The arrogance over the claim of authenticity would be impressive if it weren't so stupefying. Because to claim a place is authentic, one must also claim a certain kind of authority: "I know more than the owners, chef, cooks, servers, and other guests of this restaurant, and only I can make the authenticity assessment that will validate its existence. Also, you should totally read my blog."
Minerva Orduño Rincón notes in her excellent piece for the Phoenix New Times, "The Authenticity Trap of Mexican Food in America:"
"In the armchair anthropologist game, Americans are the undisputed champs. The sheer conviction and depth of expertise in Mexican cuisine that these critics demonstrate is nothing short of impressive and intimidating. I was born and raised in Mexico and have lived in the United States for most of my adult life. I’ve worked in kitchens for many years, serving Mexican, American, and other kinds of food, but I would hardly call myself an authority on the authenticity of Mexican cooking, despite having been raised with it and devoting much of my culinary career to it."

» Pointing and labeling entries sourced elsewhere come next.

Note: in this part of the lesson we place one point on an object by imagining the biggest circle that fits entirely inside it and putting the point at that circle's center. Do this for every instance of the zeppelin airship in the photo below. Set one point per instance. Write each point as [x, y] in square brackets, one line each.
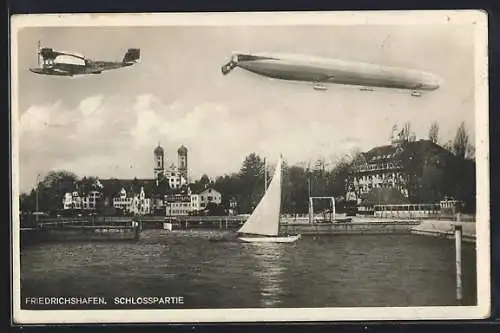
[320, 71]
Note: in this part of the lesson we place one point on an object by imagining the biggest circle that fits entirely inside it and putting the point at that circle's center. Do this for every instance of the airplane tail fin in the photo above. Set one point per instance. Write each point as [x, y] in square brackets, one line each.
[132, 55]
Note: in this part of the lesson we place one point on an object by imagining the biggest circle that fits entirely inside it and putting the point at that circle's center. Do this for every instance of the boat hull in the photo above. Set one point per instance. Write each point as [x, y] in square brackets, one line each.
[277, 239]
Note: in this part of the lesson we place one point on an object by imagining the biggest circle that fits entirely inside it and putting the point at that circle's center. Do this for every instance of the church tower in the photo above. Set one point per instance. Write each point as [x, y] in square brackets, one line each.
[159, 162]
[182, 161]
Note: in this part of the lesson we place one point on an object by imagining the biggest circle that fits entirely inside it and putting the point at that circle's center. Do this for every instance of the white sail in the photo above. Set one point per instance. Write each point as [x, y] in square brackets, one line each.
[265, 218]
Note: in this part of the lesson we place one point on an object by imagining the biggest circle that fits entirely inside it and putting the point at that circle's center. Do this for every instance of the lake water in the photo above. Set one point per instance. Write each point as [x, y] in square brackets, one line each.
[316, 271]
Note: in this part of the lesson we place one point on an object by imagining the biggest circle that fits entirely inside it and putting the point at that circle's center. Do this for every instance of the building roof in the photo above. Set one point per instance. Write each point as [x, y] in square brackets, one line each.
[113, 186]
[203, 190]
[380, 154]
[420, 148]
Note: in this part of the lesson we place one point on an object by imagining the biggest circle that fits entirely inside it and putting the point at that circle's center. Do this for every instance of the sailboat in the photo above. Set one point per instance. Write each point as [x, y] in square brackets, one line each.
[263, 224]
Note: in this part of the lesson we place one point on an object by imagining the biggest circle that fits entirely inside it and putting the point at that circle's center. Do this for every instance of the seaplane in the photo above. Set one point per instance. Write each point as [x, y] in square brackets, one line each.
[62, 63]
[321, 71]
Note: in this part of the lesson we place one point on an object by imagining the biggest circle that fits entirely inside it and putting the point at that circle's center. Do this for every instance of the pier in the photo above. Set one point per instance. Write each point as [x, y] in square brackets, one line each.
[129, 228]
[81, 229]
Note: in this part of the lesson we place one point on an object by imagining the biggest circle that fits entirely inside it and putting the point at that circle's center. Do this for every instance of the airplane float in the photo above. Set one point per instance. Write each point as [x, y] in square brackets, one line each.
[294, 67]
[61, 63]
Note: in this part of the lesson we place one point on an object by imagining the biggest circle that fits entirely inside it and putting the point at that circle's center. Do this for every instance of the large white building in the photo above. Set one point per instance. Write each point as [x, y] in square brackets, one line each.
[135, 203]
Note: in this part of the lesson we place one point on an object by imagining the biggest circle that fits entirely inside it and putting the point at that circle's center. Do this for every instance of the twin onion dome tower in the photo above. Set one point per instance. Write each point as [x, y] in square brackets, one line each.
[159, 161]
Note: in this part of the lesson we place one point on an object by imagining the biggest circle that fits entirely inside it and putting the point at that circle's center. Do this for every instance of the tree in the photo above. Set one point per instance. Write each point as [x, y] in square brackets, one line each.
[434, 132]
[406, 132]
[461, 142]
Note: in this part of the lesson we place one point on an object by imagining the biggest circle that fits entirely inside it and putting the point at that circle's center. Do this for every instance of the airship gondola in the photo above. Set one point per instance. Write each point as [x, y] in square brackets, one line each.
[319, 71]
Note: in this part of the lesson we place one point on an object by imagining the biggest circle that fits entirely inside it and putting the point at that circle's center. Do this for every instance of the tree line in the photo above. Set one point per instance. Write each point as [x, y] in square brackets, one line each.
[432, 173]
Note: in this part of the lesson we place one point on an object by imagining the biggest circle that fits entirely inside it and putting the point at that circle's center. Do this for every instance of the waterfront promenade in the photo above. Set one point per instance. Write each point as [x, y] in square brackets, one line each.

Rincón is, by her own description, both ethnically and culturally Mexican AND a long-time cook, yet she makes no claim to knowing what indisputably "authentic" Mexican cooking is -- in fact, she questions if there really is such a thing, as the "self-appointed authorities wield the stamp of authenticity fearlessly when it comes to a restaurant’s handmade tortillas, cheap prices, colorful ambiance, and quaintness of the family who owns it, [though] little is said about the food's taste."